Она готовит ему ужин и болтает без умолку:
— Мама твоя, какая это женщина, какое сердце! Мы подружились недавно, но я этим очень дорожу. Она многому меня научила. Не знаю, что бы я сделала со своей жизнью, если бы не она: наверное, я умерла бы от стыда… Мои родители живут далеко отсюда, в Карпатах. Они бедные и больные. Когда-нибудь, возможно в июле, мы поедем навестить их. Нет… это неудачная мысль. Они знают, что ты не сын Магды, каждое воскресенье они видят обоих ее детей в церкви. На лето мы останемся здесь. И если Богу будет угодно, мы как-нибудь исхитримся повидать твоих родителей…
Она тут же спохватывается:
— …Нет, это неудачная мысль. Твой папа в тюрьме, а мама прячется. На улице слишком много стукачей. Словно свора бешеных собак охотится за твоими близкими, держа нос по ветру. Хоть бы добрый Господь истребил их, как крыс. Не знаешь больше, кому верить.
Резкий и пронзительный голос Илонки только усиливает печаль Петера. Он пробуждает волну воспоминаний, которые после первых месяцев изливаются в нем потоком.
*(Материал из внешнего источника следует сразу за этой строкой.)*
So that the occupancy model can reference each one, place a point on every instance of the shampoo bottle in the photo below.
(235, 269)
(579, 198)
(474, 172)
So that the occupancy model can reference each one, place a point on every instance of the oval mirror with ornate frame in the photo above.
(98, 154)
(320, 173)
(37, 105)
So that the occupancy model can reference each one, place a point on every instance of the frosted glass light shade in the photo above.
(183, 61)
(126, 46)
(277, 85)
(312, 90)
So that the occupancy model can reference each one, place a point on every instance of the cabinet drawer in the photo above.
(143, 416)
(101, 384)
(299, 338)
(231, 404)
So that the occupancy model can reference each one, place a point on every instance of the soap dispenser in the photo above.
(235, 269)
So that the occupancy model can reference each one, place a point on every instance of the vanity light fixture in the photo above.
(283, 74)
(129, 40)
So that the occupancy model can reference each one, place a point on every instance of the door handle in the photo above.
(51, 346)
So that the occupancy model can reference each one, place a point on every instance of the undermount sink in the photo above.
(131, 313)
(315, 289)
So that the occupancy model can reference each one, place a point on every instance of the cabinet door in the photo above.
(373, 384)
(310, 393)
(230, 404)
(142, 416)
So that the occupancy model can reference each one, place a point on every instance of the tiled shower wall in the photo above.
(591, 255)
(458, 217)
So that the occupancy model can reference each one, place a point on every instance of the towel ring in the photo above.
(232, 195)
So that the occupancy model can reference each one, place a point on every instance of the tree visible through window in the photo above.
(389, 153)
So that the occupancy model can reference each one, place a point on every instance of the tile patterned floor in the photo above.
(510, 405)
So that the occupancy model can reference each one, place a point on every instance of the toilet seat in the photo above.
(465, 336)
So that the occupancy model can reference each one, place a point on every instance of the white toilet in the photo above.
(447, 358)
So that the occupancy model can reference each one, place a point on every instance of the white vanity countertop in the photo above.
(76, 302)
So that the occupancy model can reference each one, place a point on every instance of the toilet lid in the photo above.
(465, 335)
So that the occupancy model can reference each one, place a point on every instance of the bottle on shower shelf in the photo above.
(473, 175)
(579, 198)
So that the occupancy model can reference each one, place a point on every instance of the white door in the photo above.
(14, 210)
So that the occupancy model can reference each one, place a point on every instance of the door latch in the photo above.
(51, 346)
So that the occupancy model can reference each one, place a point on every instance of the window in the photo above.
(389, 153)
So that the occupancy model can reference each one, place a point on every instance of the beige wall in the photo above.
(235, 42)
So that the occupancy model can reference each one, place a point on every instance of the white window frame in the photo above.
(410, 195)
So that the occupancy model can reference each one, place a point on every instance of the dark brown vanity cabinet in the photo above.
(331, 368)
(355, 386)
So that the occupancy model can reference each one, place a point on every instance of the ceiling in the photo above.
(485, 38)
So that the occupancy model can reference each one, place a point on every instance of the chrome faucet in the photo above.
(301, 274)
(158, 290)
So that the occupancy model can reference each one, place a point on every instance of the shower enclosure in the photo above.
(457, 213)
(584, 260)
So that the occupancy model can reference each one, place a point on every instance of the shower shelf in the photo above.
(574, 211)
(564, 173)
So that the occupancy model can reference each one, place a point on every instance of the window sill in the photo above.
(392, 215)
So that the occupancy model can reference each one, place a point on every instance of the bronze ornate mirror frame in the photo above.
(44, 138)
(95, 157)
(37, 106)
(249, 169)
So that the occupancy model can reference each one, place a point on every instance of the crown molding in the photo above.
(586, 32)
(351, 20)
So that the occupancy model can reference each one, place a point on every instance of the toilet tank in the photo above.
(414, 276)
Ужин Субботы, чистота Субботы, тонкие руки мамы, благословляющие свечи на столе, покрытом белой скатертью… Эта картина никогда не изгладится из памяти Гамлиэля. Нежные, печальные песнопения отца… безмятежность Субботы: полный запрет на страдания из-за тревоги, боли, забот, сожалений, промахов, угрызений совести. Высший смысл Субботы: высшее примирение между Творцом и Его творением, между евреем и его душой. Сейчас, в жилище Илонки, несмотря на всю его безмятежность, Субботы нет.
Впрочем, она старается убедить его забыть на время — только на время, настаивает она, — все, что имеет отношение к прошлому:
— Скажи, что ты христианин.
— Но мой отец…
— Знаю, знаю. Твой отец хочет, чтобы ты был евреем, я тоже, поверь мне. Я никогда не нарушу его волю.
— Но тогда…
— Слушай меня хорошенько, мой маленький Петер. Твой отец хочет больше всего и прежде всего, чтобы ты остался в живых. Если ты будешь евреем, у тебя мало шансов. Твоя мама это поняла, иначе она никогда не рассталась бы с тобой. Ведь она прячется не только ради себя, но и ради тебя. Вот почему она доверила тебя мне. Чтобы вы оба спаслись. Пойми же это и ты.
— Но я не хочу быть христианином!
— Я не говорю, что ты должен им быть. Я прошу только, чтобы ты сделал вид…
Она надевает ему на шею крестик на серебряной цепочке:
— Это ничего не означает. Я хочу сказать, ничего не означает для тебя. В сердце своем ты останешься евреем, как твои родители. Представь, что это Пурим. Я достаточно долго жила рядом с евреями, поэтому знаю, что в этот день все переряжаются. И сейчас ты тоже носишь маску. Что здесь плохого? Когда-нибудь ты ее снимешь, и все станет, как прежде.
Она учит его молитвам, которые любой христианский ребенок должен знать наизусть:
— Повторяй за мной: «Иже еси на небеси…»
С этой молитвой у Петера затруднений не возникает. Ведь она обращена к Богу, а не к Иисусу Христу. Он вспоминает песнопение, которое особенно любил отец: «Авину малкейну», «Наш Отец, наш Царь, услышь наш голос, пожалей Своих детей». И еще одно: «Наш Отец, наш Царь, если Ты не сделаешь это для нас, сделай это для Себя». Он может спокойно повторить молитву за Илонкой, не предавая небесного Отца. С «Аве Мария» дело хуже. Кто такая эта кроткая, святая и обожаемая Мария, к которой взывают о сострадании? Мама Господа? Но как Господь, невидимый Творец небес и земли, может иметь мать, ведь Он не человек?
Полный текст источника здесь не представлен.